Мне нужно было убраться оттуда к черту, пока я не почувствовала себя более комфортно. Если я действительно думала о том, как привлекательно выглядит кровать в отеле незнакомого человека, мне нужно было срочно тащить свою задницу домой. У меня не было времени на такую чушь в моей жизни, особенно на ту, что приходилась с багажом, который будет нести Тревор.
– Генриэтта, - тихо пропела я, игнорируя побуждение бежать.
– Генриэтта, иди к маме, пора одеваться.
Я спела короткую песенку на мелодию, которую сочинила, когда она была совсем маленькой. Этта всегда любила, когда я нежно пела ей, но тогда я не знала ни одной детской песни. Среди тех ранних ночей, когда казалось, что ее ничто не успокаивало, а я была на грани истощения, я вообще не могла вспомнить ни одной песни.

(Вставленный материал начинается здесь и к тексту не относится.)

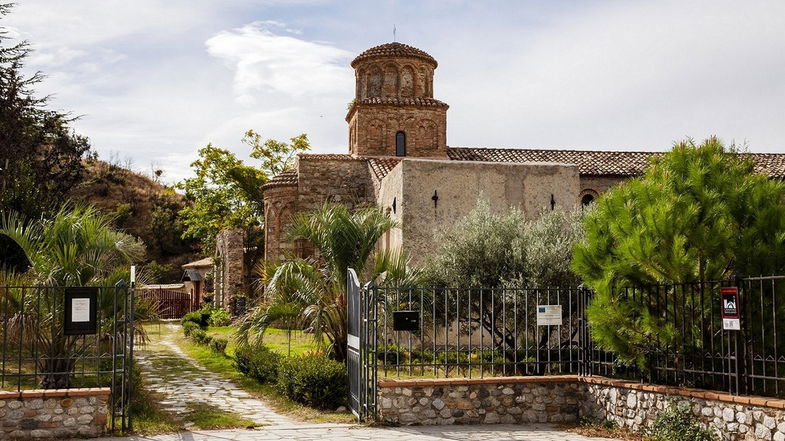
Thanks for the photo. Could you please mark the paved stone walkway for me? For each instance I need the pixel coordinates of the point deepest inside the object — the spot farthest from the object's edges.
(313, 432)
(193, 383)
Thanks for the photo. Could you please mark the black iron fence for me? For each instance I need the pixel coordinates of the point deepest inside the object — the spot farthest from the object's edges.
(476, 332)
(50, 341)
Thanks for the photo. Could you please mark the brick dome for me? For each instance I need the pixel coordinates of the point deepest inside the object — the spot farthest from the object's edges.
(395, 49)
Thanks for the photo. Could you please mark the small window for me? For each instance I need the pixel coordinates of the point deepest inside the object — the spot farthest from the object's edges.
(587, 199)
(400, 144)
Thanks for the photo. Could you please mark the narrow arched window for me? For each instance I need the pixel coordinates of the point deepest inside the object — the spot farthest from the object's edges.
(400, 144)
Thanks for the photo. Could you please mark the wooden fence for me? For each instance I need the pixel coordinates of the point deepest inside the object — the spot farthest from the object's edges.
(171, 304)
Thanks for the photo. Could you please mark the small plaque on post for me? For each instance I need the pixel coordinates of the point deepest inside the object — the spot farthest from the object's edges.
(549, 315)
(406, 320)
(80, 311)
(731, 315)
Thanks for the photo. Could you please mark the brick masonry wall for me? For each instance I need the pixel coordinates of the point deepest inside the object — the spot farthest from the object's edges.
(57, 413)
(570, 398)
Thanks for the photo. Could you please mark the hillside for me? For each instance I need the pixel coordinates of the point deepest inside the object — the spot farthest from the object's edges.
(143, 208)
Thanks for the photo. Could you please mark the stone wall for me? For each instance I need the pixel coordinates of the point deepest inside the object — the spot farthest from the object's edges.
(635, 406)
(480, 401)
(54, 413)
(434, 194)
(571, 398)
(230, 265)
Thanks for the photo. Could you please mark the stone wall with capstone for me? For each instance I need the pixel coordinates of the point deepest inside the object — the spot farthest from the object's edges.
(58, 413)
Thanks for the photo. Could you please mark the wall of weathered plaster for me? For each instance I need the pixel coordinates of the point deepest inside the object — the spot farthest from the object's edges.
(459, 185)
(54, 413)
(571, 398)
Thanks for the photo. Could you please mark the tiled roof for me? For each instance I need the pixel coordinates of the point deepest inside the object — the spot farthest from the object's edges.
(394, 50)
(382, 166)
(599, 162)
(283, 179)
(403, 102)
(207, 261)
(603, 163)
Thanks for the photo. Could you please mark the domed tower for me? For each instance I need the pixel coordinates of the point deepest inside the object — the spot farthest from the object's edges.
(394, 112)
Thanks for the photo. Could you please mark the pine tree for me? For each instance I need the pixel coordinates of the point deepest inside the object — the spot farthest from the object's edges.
(698, 214)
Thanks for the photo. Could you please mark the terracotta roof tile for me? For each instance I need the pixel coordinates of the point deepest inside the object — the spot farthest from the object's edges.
(605, 163)
(284, 179)
(432, 102)
(598, 162)
(382, 166)
(394, 50)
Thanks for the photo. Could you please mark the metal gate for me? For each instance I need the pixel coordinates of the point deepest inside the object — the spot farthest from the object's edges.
(361, 332)
(37, 350)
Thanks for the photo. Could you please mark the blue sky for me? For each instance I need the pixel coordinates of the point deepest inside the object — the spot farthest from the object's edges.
(156, 80)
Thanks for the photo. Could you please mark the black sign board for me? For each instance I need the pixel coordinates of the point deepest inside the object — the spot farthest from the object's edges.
(81, 306)
(406, 320)
(731, 315)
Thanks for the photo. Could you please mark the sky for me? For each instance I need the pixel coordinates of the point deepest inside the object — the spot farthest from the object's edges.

– Генвиэтта, - пела она в ответ, подбегая ко мне.
Я сняла с нее купальник и подгузник, продолжая петь, иногда поглядывая на дверь ванной, чтобы убедиться, что Тревор все еще находится внутри.
– Генриэтта, ты вся промокла, что, хулиганка, ты делала? Давай оденемся, чтобы тебе было хорошо и уютно.
Она напевала, пока я закрепляла края ее подгузника и натягивала ей через голову сарафан. Я позволила дочери снова бродить по комнате, пока одевалась в свой сарафан и собирала волосы в пучок на макушке. Разберусь с запутанным беспорядком позже, когда возьму кондиционер и смогу его распутать.
– Хочешь постучать в дверь?
– спросила я, неловко стоя у изножья кровати. Мне стало не по себе, поэтому хотелось, чтобы мы просто ушли, не попрощавшись.
– Сходи, посмотри, закончил ли Тревор?
Я улыбнулась, когда она побежала через комнату и начала стучать - и все не останавливалась. Этта еще не знала, что всего нескольких ударов подойдет, поэтому она просто стучала, стучала и стучала, пока дверь не приоткрылась.
– Это мой сигнал?
– спросил Тревор, даже не выглянув за дверь.
– Ага.
Дверь открылась шире, и он стоял там, в шортах и белой футболке, улыбаясь.
– Я не был уверен, ложная это тревога или нет, - сказал он, взглянув на Этту.
– Я позволила ей постучать, - тупо ответила я. И была почти уверена, что смотрю не заинтересованно, но, черт возьми… Эта футболка отлично сидела на его плечах и груди. Я просто часами смотрела бы на него без рубашки, но эта белая футболка каким-то образом нажимала на все мои кнопки одновременно.
– Я это вижу, - сказал он, присев перед Эттой.
– Хорошая работа, орешек.
– Шек, ошек, - скопировала Этта, немного подпрыгивая.
– Ты пела?
– спросил он, взглянув на меня.
На моих губах появилась смущенная улыбка, но я очень старалась сохранять хладнокровие.
– Ты слышал это, да?
– Просто мелодию, - ответил он.
– Красные трусики, - прервала Этта, наклоняясь боком, пока Тревор не стал видеть ничего, кроме нее.
– Красные трусики.
Затем она приподняла платье, чтобы показать Тревору подгузник, заставив меня фыркнуть от смеха.
– О, боже, - прохрипела я, закрыв лицо рукой.
– У меня с ней столько проблем.
– Классные красные трусики, - ответил Тревор Этте, его улыбка стала еще шире.
– Тебе нравится красный цвет?
– Да.
Этта решительно кивнула, потом ей наскучил разговор, и она отвернулась, чтобы снова поиграть с мини-холодильником.
– Это тканевый подгузник?
– спросил Тревор, поднимаясь на ноги.
– Ага. Мы используем их с детства.
Я немного улыбнулась, но не могла понять выражение его лица. Мне хотелось выбраться из этого номера, но понятия не имела, как ретироваться, чтобы не выглядеть дурой. У женщин в кино всегда был легкий способ сказать, что им нужно уйти, но в реальной жизни это не так. Я никогда не находила удобного способа сказать кому-нибудь, что мне нужно уйти. Обычно это просто казалось грубым.